I can remember seeing this book when T was around two and feeling strangely disinterested in reading it. I had my own daughter to watch as she unfolded into her growing awareness of her own self and her place in the world. It seems strange ( — or maybe not so strange) that just as my youngest is three I should suddenly be interested in reading about those years.
I particularly loved those parts of the book set in Sydney where Fernyhough and his wife spend six months with then then two-and-a-half year old Athena. He captures that age — and my memory of it with T perfectly. He’s also great on the difficulty of trying to record someone who is changing at such speed,
Time is pressing on. I have work to get on with, empty ages to fill up with ghosts. The living has already become the remembering. As life sweeps her away, I’ll follow along with my notebook, trying to scribble it all down. I’m hitched to her star, tugged out of myself by her relentless velocity, trying to remember things before they have even finished happening.

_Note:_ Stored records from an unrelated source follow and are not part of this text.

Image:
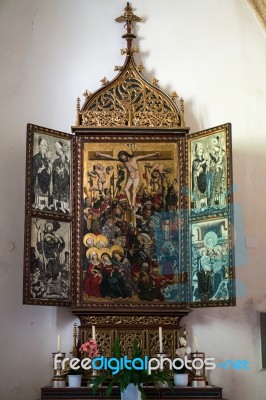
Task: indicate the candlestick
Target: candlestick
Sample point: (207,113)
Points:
(196,344)
(93,332)
(58,343)
(160,339)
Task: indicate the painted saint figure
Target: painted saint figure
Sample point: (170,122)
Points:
(133,178)
(41,171)
(61,180)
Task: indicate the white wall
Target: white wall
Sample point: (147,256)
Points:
(213,53)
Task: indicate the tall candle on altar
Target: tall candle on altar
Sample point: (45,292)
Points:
(93,333)
(58,343)
(160,340)
(196,344)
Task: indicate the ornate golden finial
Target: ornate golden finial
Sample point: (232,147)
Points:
(128,17)
(140,68)
(104,81)
(86,94)
(173,95)
(134,50)
(155,81)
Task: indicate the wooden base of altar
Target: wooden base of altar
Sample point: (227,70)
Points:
(125,327)
(180,393)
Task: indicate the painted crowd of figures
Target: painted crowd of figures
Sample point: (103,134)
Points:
(210,269)
(130,228)
(209,175)
(51,176)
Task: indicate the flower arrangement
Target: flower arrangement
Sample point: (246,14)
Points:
(90,347)
(183,349)
(126,376)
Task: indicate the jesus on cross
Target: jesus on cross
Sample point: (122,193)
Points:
(133,178)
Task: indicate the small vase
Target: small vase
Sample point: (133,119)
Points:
(131,393)
(90,380)
(181,379)
(74,380)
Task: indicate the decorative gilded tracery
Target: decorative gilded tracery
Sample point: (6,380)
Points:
(130,100)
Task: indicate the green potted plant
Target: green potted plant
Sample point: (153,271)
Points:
(74,377)
(133,378)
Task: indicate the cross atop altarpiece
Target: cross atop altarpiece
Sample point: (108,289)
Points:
(128,17)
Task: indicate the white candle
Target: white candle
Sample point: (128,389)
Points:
(196,344)
(93,332)
(58,343)
(160,340)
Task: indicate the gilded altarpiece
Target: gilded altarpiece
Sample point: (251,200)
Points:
(129,218)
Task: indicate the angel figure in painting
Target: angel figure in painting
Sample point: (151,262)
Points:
(93,278)
(133,178)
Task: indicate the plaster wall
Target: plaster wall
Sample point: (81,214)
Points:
(213,53)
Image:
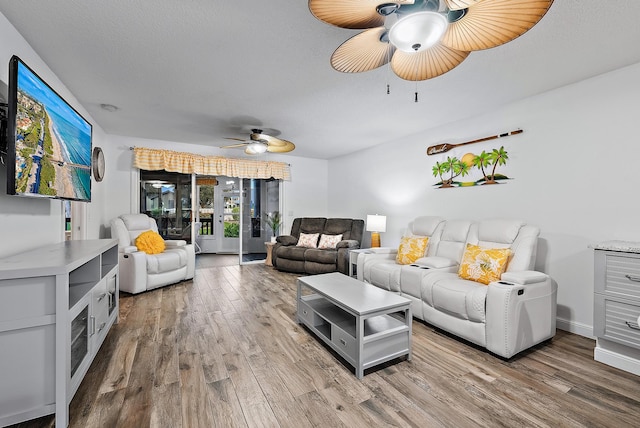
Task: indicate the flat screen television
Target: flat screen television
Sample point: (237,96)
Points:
(48,141)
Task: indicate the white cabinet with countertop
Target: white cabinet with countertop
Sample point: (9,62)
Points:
(617,304)
(57,303)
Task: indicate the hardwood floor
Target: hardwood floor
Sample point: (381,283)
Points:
(224,350)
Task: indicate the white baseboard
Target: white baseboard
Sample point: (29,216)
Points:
(574,327)
(617,360)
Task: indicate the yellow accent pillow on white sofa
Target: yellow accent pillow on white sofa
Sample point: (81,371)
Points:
(411,249)
(483,265)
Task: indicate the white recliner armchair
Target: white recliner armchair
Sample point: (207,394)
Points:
(140,271)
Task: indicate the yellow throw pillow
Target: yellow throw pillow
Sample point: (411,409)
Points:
(150,242)
(483,265)
(411,249)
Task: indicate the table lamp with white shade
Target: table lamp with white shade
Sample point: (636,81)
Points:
(376,224)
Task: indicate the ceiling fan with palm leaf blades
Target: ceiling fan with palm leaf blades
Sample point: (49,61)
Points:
(423,39)
(259,142)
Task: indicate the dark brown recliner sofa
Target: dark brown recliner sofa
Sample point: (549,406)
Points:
(288,257)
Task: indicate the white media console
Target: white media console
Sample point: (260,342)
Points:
(57,304)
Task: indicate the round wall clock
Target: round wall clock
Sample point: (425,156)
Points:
(97,162)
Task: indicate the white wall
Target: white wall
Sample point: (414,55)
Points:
(304,195)
(28,222)
(574,174)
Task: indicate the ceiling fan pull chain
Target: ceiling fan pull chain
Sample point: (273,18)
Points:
(416,98)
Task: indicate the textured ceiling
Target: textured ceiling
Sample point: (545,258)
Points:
(197,71)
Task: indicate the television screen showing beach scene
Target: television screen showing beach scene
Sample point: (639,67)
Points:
(52,142)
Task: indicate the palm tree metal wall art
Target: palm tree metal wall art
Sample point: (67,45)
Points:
(486,163)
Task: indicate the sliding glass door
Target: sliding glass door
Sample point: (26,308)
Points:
(259,198)
(166,197)
(228,213)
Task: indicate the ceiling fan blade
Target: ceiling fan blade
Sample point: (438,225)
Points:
(287,147)
(355,14)
(233,146)
(426,64)
(363,52)
(460,4)
(490,23)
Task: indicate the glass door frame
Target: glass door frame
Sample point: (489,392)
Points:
(136,200)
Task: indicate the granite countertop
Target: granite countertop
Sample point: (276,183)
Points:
(624,246)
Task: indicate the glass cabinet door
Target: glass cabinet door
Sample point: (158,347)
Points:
(79,339)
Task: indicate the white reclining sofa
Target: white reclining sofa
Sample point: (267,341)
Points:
(140,271)
(506,316)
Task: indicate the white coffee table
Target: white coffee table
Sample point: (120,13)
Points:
(366,325)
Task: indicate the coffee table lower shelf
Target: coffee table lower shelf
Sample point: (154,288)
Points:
(363,340)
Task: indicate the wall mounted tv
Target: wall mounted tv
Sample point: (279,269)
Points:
(49,142)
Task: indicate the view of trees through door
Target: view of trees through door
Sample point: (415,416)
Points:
(228,212)
(166,197)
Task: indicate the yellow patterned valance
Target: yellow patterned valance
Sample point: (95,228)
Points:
(189,163)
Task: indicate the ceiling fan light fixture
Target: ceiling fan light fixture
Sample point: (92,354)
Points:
(256,148)
(418,31)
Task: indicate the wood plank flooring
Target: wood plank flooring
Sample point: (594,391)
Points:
(224,350)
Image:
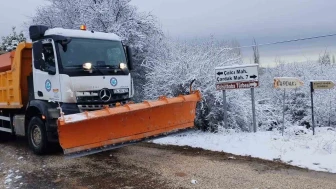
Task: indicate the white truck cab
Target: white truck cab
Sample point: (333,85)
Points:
(82,70)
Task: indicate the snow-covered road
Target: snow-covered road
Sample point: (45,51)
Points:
(315,152)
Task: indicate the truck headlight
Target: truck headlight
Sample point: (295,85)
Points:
(87,66)
(122,66)
(120,91)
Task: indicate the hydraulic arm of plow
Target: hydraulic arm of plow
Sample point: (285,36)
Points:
(92,132)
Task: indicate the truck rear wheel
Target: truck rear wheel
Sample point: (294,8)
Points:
(37,136)
(4,137)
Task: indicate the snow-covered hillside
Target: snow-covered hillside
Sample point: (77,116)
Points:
(298,146)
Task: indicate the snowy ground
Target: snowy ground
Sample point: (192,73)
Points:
(296,148)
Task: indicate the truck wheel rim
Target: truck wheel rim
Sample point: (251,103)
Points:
(36,136)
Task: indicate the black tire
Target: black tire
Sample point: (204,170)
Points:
(37,136)
(4,137)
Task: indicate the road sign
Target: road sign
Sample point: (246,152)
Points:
(323,84)
(238,85)
(239,73)
(287,83)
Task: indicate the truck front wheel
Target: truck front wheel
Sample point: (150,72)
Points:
(37,136)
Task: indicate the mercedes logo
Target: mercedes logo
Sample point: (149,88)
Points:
(105,95)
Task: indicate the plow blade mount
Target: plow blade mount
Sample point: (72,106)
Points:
(100,130)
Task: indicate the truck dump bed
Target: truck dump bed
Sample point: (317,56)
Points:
(6,61)
(15,67)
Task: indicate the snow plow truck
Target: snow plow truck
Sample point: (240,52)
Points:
(75,88)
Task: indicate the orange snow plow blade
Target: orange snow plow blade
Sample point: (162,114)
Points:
(100,130)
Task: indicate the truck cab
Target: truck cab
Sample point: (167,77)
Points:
(62,72)
(82,70)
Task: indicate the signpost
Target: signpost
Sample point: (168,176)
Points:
(286,83)
(318,85)
(238,77)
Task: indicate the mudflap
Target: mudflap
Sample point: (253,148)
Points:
(92,132)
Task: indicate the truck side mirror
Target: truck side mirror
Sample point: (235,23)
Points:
(38,56)
(51,70)
(129,58)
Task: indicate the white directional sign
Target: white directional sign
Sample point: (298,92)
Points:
(235,74)
(287,83)
(323,84)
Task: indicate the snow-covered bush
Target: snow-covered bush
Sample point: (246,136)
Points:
(298,107)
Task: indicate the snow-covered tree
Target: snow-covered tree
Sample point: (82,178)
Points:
(139,30)
(11,41)
(181,62)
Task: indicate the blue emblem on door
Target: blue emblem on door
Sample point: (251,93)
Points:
(48,85)
(113,81)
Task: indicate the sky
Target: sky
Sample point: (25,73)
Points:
(243,20)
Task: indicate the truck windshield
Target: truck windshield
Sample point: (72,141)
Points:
(101,53)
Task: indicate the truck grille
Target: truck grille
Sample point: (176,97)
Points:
(90,100)
(93,97)
(91,107)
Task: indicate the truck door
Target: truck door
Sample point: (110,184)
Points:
(46,82)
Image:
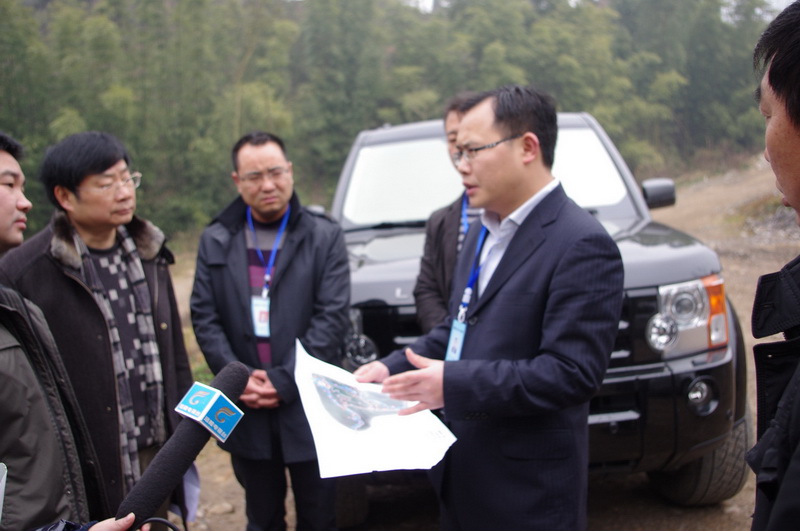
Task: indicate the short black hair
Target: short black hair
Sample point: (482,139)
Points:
(11,146)
(254,138)
(778,51)
(76,157)
(519,109)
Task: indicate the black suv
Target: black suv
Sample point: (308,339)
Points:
(673,403)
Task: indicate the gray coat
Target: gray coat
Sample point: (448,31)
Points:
(309,297)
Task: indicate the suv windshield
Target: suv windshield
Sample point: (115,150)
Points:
(404,181)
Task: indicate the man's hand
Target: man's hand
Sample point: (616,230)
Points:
(259,392)
(424,385)
(373,372)
(123,524)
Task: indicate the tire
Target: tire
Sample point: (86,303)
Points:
(352,504)
(714,477)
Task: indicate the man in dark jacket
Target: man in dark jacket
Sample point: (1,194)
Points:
(776,309)
(268,272)
(44,441)
(100,276)
(444,235)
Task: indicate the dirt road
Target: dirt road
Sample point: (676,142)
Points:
(736,214)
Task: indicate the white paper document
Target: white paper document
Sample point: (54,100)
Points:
(356,428)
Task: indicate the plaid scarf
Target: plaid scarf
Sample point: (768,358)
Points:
(154,388)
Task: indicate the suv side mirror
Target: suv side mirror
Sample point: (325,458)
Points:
(659,192)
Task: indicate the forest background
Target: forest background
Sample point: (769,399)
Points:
(178,81)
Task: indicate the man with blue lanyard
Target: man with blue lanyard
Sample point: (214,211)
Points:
(270,271)
(537,294)
(444,237)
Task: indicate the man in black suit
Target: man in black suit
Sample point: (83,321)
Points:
(535,308)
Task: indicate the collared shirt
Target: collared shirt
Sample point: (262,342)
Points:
(502,232)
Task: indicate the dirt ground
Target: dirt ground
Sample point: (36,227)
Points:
(736,213)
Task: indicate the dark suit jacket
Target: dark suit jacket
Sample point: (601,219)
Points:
(432,290)
(536,349)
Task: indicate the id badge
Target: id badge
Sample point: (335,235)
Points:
(457,332)
(259,308)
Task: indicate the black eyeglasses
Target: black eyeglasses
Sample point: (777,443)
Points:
(468,154)
(133,180)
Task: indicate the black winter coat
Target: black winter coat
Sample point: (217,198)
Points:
(42,432)
(776,457)
(309,300)
(45,269)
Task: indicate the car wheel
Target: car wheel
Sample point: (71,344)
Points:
(714,477)
(352,503)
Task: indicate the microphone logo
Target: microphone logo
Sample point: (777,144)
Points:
(198,397)
(223,414)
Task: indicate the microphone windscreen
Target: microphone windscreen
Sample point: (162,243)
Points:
(178,453)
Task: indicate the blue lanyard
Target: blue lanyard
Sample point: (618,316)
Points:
(268,267)
(473,277)
(464,219)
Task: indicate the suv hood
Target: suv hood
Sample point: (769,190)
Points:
(384,264)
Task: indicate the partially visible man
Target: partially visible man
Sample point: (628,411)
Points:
(100,276)
(535,309)
(776,309)
(42,437)
(14,206)
(444,236)
(268,272)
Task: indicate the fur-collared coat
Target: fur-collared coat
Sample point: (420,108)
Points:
(46,270)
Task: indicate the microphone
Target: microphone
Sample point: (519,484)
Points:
(178,453)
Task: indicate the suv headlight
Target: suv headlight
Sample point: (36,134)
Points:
(692,317)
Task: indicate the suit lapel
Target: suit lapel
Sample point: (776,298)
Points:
(529,237)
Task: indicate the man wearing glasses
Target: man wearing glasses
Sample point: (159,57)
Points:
(535,308)
(100,275)
(268,272)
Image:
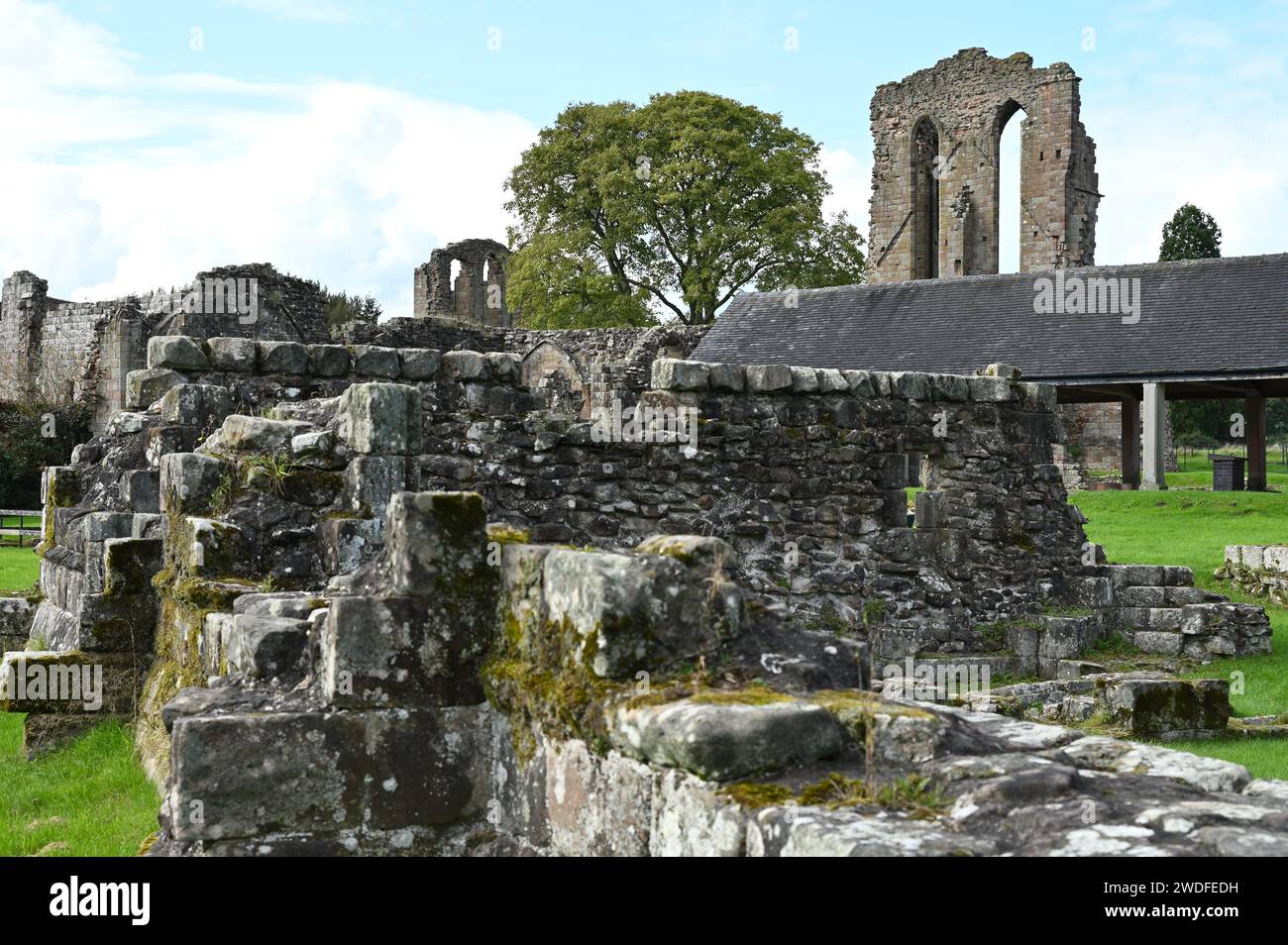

But however careful Fernyhough’s observations of his daughter are, life is messy. When his wife’s second pregnancy ends in a miscarriage, he records both Athena’s reactions (‘Her reaction to the miscarriage was not to cry. It was to think.’) and his own feelings,
How can you mourn a child you have never seen? We tried to love an idea into existence, and now that love had lost its target. The idea became real too soon. Its only chance for survival was to stay invisible, nourished in our minds. Death is supposed to be where we lose our footholds in the physical world, say goodby to corporeality. This was the opposite. Dying made our baby substantial. It ejected it from its dream into the world of cold flesh. […] Just as we had always loved Athena, in part, for what she had the potential to become, so we had loved this child for what he or she might have been. Love is not just about what you are giving to a person now. Love is a promise for the future. It is about saying ‘I will’ as much as ‘I do’.
How perfect that phrase ‘Love is a promise for the future’ is. Because it’s true that the implicit promise of parenthood is to love them no matter what, no matter who they turn out to be, or what they choose to accept or reject of the way we raise them. That the love is independent of outcome; that the love just is.
The Baby in the Mirror is fascinating for its exploration of the first few years of life and the boundaries of our knowledge about how the brain develops. But far more than that, it’s a moving and vivid portrait of the love and awe a father feels for his young daughter. Those fleeting years, when each day brings with it new things and it is hard to keep up with the passing of babyhood into toddlerhood are captured so perfectly (which reminds me of this, Gerard Woodward’s immaculate description of watching one’s children grow: ‘It was hard to remember them as babies. Watching a child grow up is to watch it die a hundred times, each new self overlaying the old, concealing it.’).
Throughout, Fernyhough grapples with how his daughter will view her inclusion in the book when she is older. In the end, after seeking the approval of the now seven-year-old Athena for his project, he concludes,
If she quibbles with the narrative, with my own partial, skew-eyed telling then it means she has a narrative of her own to compare it with. It’s her word against mine, her story against my story. The point is, there’s a story.
Yes, there is a story. And it’s a beautiful one.